Rhubarb or Gooseberry Pie
- Tom Armitage Dec 15, 2011 09:46 AM
I’m in search of a good, tart rhubarb or gooseberry pie, with emphasis on the word “tart.” My problem with most pies is that they are cloyingly sweet, but this problem is magnified when the fruit or vegetable in the pie is inherently tart. Most often, the objective seems to be to hide this tartness by overpowering it with sugar. Some sweetness is necessary and desirable, of course, and I understand that it’s a matter of balance, but I personally want the natural tartness to be there, not hidden. So, does anyone know a bakery that makes a 100% rhubarb (not strawberry-rhubarb) or a gooseberry pie that will make me happy? (Yes, I know, if I'm so fussy I could make my own pies, but that's not my question.)
Sorry, Tom. The last time I saw a really good one (meeting your standards and mine) was at American Pie in the Pike Place Market. That was 20+ years ago.
I've seen some sweet ones, but have forgotten where and I don't care.
I think you'd do better in England. They like their fruits tart and do very nice puff pastry (sometimes). Gooseberries are much more popular there than in Seattle.
Yes, I know that about the English. There's an English lady at the Port Townsend farmers' market who makes a wonderful Grapefruit-Ginger Marmalade, not oversweetened and with that wonderful bitterness shining through. Yum! And I fondly remember, and sadly miss, American Pie. I'm hoping that maybe, somewhere in the Greater Seattle Area, unknown to me, but known to other Chowhounds, there's someone else rising to that standard.
re: Tom Armitage
I had a slice of rhubarb pie at Shoofly pie in West Seattle last spring that I found refreshingly tart and delicious. I LOVE rhubarb, and mostly for it's sweet-tart quality;
Not sure if they are making said flavor this time of year (it's kind of early for winter rhubarb), but you might call and discuss with them what your after, and see if they can help. It's a pretty small and kind operation - they just might be flattered at your interest in a consultation and request for a special out-of-season rhubarb pie for a man with such fine conversational skills as yourself. I imagine if anyone can get what you need from them, it might be you:)
When you find the place to bake your pies, bring them some of Lenning Farms' berries (they grow both rasps and gooseberries). Skagit Valley's best berries, for three generations now.
About the tartness/sweetness conundrum, might I suggest that you try (blindfolded if necessary) *golden* raspberries in your pie(s)?
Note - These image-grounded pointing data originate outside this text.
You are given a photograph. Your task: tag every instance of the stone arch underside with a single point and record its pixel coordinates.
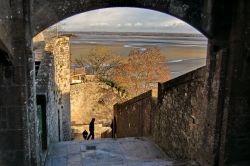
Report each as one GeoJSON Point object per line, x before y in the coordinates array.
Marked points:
{"type": "Point", "coordinates": [45, 13]}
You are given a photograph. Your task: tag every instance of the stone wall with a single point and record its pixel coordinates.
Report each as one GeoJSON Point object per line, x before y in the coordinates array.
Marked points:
{"type": "Point", "coordinates": [45, 85]}
{"type": "Point", "coordinates": [180, 119]}
{"type": "Point", "coordinates": [60, 49]}
{"type": "Point", "coordinates": [5, 28]}
{"type": "Point", "coordinates": [133, 117]}
{"type": "Point", "coordinates": [92, 99]}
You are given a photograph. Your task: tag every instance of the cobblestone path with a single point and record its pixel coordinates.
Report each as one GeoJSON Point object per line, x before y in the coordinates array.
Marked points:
{"type": "Point", "coordinates": [108, 152]}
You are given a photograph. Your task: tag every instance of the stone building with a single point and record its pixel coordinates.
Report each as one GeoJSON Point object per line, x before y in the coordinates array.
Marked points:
{"type": "Point", "coordinates": [89, 99]}
{"type": "Point", "coordinates": [225, 102]}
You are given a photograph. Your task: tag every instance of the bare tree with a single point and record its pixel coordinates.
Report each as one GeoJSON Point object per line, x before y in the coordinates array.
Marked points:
{"type": "Point", "coordinates": [101, 60]}
{"type": "Point", "coordinates": [142, 72]}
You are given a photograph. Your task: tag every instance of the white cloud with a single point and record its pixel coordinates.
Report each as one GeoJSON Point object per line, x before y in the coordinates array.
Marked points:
{"type": "Point", "coordinates": [126, 19]}
{"type": "Point", "coordinates": [138, 24]}
{"type": "Point", "coordinates": [128, 24]}
{"type": "Point", "coordinates": [99, 24]}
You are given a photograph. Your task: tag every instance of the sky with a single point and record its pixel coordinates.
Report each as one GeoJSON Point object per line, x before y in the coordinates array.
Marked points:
{"type": "Point", "coordinates": [125, 20]}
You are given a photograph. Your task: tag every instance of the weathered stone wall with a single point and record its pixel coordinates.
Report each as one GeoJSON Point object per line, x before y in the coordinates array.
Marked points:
{"type": "Point", "coordinates": [5, 28]}
{"type": "Point", "coordinates": [92, 99]}
{"type": "Point", "coordinates": [133, 117]}
{"type": "Point", "coordinates": [180, 118]}
{"type": "Point", "coordinates": [60, 49]}
{"type": "Point", "coordinates": [17, 101]}
{"type": "Point", "coordinates": [45, 85]}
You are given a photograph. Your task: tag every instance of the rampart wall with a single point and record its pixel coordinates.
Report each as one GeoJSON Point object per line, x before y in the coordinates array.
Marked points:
{"type": "Point", "coordinates": [60, 49]}
{"type": "Point", "coordinates": [134, 117]}
{"type": "Point", "coordinates": [180, 118]}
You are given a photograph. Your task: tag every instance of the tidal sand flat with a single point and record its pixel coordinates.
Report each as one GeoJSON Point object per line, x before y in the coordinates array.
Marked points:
{"type": "Point", "coordinates": [183, 52]}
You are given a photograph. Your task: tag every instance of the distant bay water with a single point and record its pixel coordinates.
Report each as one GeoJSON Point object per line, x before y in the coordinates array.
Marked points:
{"type": "Point", "coordinates": [185, 52]}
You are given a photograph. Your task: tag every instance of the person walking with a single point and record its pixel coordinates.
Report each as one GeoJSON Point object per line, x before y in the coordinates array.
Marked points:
{"type": "Point", "coordinates": [92, 129]}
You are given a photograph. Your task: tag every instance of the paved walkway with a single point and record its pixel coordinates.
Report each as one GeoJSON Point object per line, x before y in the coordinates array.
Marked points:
{"type": "Point", "coordinates": [108, 152]}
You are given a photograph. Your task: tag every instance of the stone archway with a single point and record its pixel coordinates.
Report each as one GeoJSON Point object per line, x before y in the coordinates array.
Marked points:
{"type": "Point", "coordinates": [225, 23]}
{"type": "Point", "coordinates": [46, 13]}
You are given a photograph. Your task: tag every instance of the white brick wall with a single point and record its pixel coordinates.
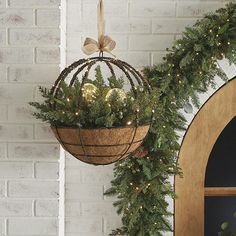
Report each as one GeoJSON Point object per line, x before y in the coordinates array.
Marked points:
{"type": "Point", "coordinates": [142, 30]}
{"type": "Point", "coordinates": [29, 56]}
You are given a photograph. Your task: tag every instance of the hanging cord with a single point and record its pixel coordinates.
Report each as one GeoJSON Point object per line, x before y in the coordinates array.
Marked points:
{"type": "Point", "coordinates": [105, 43]}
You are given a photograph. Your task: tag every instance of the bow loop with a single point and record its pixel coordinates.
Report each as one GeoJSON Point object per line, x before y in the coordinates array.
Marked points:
{"type": "Point", "coordinates": [104, 43]}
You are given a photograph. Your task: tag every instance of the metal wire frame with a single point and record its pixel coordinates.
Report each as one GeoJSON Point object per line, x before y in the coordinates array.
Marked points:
{"type": "Point", "coordinates": [87, 64]}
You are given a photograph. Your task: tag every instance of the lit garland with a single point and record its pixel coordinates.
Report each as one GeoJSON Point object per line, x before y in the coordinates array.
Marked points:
{"type": "Point", "coordinates": [142, 185]}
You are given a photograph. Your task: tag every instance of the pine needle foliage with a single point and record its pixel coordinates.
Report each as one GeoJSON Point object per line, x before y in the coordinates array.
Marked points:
{"type": "Point", "coordinates": [96, 104]}
{"type": "Point", "coordinates": [142, 186]}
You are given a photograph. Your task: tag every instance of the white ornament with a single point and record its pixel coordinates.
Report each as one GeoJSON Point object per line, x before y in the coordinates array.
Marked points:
{"type": "Point", "coordinates": [120, 92]}
{"type": "Point", "coordinates": [89, 92]}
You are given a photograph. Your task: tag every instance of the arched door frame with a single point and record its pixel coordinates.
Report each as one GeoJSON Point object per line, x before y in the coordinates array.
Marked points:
{"type": "Point", "coordinates": [196, 147]}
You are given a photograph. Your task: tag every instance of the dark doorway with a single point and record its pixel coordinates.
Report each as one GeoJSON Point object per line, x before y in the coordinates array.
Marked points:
{"type": "Point", "coordinates": [221, 172]}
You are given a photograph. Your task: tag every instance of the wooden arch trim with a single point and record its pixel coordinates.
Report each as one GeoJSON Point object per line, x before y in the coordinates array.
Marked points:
{"type": "Point", "coordinates": [197, 145]}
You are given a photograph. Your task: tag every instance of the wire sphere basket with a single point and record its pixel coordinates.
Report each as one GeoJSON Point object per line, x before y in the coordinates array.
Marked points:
{"type": "Point", "coordinates": [101, 146]}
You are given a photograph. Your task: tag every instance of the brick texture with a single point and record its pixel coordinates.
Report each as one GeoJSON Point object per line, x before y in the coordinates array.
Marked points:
{"type": "Point", "coordinates": [143, 30]}
{"type": "Point", "coordinates": [29, 57]}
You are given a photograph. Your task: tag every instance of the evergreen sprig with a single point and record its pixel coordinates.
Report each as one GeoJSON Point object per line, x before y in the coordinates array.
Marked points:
{"type": "Point", "coordinates": [142, 186]}
{"type": "Point", "coordinates": [96, 104]}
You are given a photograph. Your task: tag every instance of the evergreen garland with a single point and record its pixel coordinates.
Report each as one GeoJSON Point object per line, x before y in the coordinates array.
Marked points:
{"type": "Point", "coordinates": [142, 185]}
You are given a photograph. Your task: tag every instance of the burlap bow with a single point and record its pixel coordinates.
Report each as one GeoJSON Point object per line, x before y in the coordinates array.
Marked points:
{"type": "Point", "coordinates": [104, 43]}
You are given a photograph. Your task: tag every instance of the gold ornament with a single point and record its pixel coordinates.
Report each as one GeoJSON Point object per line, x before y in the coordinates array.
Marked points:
{"type": "Point", "coordinates": [120, 92]}
{"type": "Point", "coordinates": [89, 92]}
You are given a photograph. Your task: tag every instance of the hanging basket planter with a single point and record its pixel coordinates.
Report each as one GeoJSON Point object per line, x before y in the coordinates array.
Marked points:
{"type": "Point", "coordinates": [101, 146]}
{"type": "Point", "coordinates": [98, 122]}
{"type": "Point", "coordinates": [95, 146]}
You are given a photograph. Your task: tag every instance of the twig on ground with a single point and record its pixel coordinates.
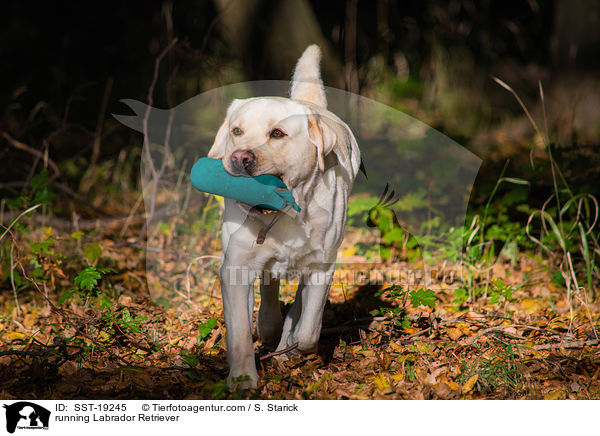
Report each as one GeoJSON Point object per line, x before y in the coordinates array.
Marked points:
{"type": "Point", "coordinates": [17, 219]}
{"type": "Point", "coordinates": [277, 353]}
{"type": "Point", "coordinates": [574, 344]}
{"type": "Point", "coordinates": [12, 278]}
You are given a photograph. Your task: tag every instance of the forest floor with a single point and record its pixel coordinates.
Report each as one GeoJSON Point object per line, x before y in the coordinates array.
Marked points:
{"type": "Point", "coordinates": [101, 335]}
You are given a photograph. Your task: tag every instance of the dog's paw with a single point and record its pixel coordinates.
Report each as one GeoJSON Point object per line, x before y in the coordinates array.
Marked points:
{"type": "Point", "coordinates": [243, 381]}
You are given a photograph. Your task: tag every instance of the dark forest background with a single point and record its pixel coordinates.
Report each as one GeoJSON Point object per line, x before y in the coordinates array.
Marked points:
{"type": "Point", "coordinates": [66, 65]}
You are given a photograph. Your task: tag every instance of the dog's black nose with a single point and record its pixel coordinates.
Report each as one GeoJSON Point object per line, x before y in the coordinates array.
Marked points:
{"type": "Point", "coordinates": [243, 161]}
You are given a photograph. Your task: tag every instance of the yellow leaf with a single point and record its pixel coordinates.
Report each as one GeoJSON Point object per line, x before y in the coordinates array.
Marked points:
{"type": "Point", "coordinates": [350, 251]}
{"type": "Point", "coordinates": [13, 336]}
{"type": "Point", "coordinates": [531, 305]}
{"type": "Point", "coordinates": [454, 333]}
{"type": "Point", "coordinates": [558, 394]}
{"type": "Point", "coordinates": [470, 383]}
{"type": "Point", "coordinates": [453, 385]}
{"type": "Point", "coordinates": [397, 377]}
{"type": "Point", "coordinates": [395, 347]}
{"type": "Point", "coordinates": [381, 382]}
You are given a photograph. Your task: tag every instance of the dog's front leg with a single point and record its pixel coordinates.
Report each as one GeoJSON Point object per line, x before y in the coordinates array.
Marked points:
{"type": "Point", "coordinates": [238, 302]}
{"type": "Point", "coordinates": [303, 324]}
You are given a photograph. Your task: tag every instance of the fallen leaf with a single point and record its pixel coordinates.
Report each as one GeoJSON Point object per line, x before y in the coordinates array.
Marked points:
{"type": "Point", "coordinates": [382, 383]}
{"type": "Point", "coordinates": [13, 336]}
{"type": "Point", "coordinates": [454, 333]}
{"type": "Point", "coordinates": [470, 383]}
{"type": "Point", "coordinates": [558, 394]}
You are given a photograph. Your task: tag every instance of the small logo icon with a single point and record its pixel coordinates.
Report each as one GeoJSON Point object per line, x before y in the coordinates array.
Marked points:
{"type": "Point", "coordinates": [26, 415]}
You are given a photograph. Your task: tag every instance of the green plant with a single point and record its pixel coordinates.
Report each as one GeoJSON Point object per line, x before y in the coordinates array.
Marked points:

I find them more naturally sweet, and more flavorful.
Edit: Sorry, I saw rhubarb and thought raspberry. Todd & Bev Lenning also grow fantastic rhubarb and lingonberries.
I was able to find some excellent gooseberries in the Methow Valley, where I live now. Unfortunately, no one grows them in quantity. The one time I saw them at a farmers' market, it was $6 for a half pie's worth, at best. My friends who farm have only a token bush or two.
They can be grown is Seattle. I had a few producing bushes when I lived in Ravenna years ago.
Still, I also hope someone will come up with a great gooseberry pie place.
You're right about the lack of gooseberries in commercial quantities, Randy, and this will probably mean that I'll start growing my own. Deer Mountain used to make an excellent gooseberry jam (again, not too sweet), but it's no longer available. I contracted the folks at Deer Mountain and they said that they simply can't get gooseberries in sufficient quantity to make continued production of their jam feasible. They are looking for a source of gooseberries, but haven't found one yet. Que lastima!
I saw a gooseberry pie a while back at Metropolitan Market, but it was too sweet for my taste. I haven't seen it there lately.